LAM/MPI logo

LAM/MPI General User's Mailing List Archives

  |   Home   |   Download   |   Documentation   |   FAQ   |   all just in this list

From: Andras Balogh (abalogh_at_[hidden])
Date: 2003-09-29 10:26:38


Thanks for all the responses.

This is a Beowulf cluster with shared file system.
>From the help I got I suspect it was a cache problem
with the cluster.
Right now I cannot recreate the problem.

On Sun, 28 Sep 2003, Brian Barrett wrote:

> LAM just calls fork()/exec() out on the remote nodes. We used to have
> the problems you describe when all the LAM development workstations
> used AFS, which did heavy client-side caching. Of course, by the time
> you logged into the node to figure out what was going wrong, the cache
> was invalidated and everything worked as expected.
>
> If you are having repeated problems and are on a shared filesystem, you
> might want to talk to your systems administrator.

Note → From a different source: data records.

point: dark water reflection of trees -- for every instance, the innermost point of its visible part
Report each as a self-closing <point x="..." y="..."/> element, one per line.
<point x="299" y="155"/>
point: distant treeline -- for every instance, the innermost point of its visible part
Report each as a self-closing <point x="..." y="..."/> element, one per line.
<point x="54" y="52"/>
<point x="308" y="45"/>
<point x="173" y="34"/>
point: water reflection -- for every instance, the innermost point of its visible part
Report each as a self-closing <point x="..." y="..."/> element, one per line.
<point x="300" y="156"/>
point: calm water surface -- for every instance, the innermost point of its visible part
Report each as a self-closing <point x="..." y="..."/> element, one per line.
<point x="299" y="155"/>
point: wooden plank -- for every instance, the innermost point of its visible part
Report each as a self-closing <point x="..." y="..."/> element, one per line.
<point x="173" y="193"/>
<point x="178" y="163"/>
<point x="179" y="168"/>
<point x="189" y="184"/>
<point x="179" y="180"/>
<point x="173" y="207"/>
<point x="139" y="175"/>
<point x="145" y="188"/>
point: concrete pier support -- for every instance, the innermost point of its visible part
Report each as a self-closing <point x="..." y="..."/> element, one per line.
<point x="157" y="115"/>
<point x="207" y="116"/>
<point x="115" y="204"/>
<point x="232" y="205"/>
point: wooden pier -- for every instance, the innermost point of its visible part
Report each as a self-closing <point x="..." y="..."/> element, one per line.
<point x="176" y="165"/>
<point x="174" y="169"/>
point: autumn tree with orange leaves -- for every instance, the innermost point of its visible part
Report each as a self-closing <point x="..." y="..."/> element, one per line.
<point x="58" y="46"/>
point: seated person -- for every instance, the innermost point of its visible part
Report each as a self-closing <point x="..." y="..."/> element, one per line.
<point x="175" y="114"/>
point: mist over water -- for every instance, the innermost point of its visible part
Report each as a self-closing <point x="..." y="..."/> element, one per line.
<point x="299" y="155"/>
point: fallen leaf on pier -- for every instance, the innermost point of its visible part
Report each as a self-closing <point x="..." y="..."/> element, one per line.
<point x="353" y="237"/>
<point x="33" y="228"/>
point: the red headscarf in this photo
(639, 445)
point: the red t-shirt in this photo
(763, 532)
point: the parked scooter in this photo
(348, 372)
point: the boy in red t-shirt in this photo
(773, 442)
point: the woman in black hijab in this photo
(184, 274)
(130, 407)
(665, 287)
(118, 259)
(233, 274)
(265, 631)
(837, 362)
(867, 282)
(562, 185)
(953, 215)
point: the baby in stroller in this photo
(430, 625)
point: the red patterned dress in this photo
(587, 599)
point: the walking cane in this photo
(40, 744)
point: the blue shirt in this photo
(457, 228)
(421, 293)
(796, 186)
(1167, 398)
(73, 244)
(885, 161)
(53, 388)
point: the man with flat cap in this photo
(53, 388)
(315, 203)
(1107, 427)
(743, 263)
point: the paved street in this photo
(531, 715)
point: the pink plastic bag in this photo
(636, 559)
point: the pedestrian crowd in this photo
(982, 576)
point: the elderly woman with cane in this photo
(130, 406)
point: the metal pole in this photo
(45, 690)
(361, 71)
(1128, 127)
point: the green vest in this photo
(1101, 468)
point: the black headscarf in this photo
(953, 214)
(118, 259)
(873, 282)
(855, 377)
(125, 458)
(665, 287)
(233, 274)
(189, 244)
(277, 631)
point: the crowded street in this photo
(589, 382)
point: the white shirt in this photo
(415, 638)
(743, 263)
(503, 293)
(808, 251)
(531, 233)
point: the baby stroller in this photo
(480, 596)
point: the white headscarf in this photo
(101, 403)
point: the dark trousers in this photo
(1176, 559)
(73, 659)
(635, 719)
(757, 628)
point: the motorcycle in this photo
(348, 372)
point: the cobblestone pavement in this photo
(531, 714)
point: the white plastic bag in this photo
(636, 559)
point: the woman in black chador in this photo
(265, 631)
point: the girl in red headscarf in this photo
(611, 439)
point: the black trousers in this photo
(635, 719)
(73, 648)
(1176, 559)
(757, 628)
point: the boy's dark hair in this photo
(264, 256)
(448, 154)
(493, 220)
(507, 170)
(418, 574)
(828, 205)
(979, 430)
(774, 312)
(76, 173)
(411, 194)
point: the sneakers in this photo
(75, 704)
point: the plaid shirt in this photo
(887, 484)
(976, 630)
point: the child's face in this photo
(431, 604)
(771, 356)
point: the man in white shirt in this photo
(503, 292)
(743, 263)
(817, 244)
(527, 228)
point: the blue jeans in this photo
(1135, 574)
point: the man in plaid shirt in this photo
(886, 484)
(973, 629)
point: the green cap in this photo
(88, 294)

It sounds like you
> may be having some problems on your machine. If you aren't using a
> common filesystem, you might want to try using the -s option to mpirun.
> Having mpirun push the binary out may be slightly less error-prone
> than doing it by hand.
>
> Either way, this isn't a LAM problem, but just some of the pain of
> working on clusters...
>
> Brian
>
Andras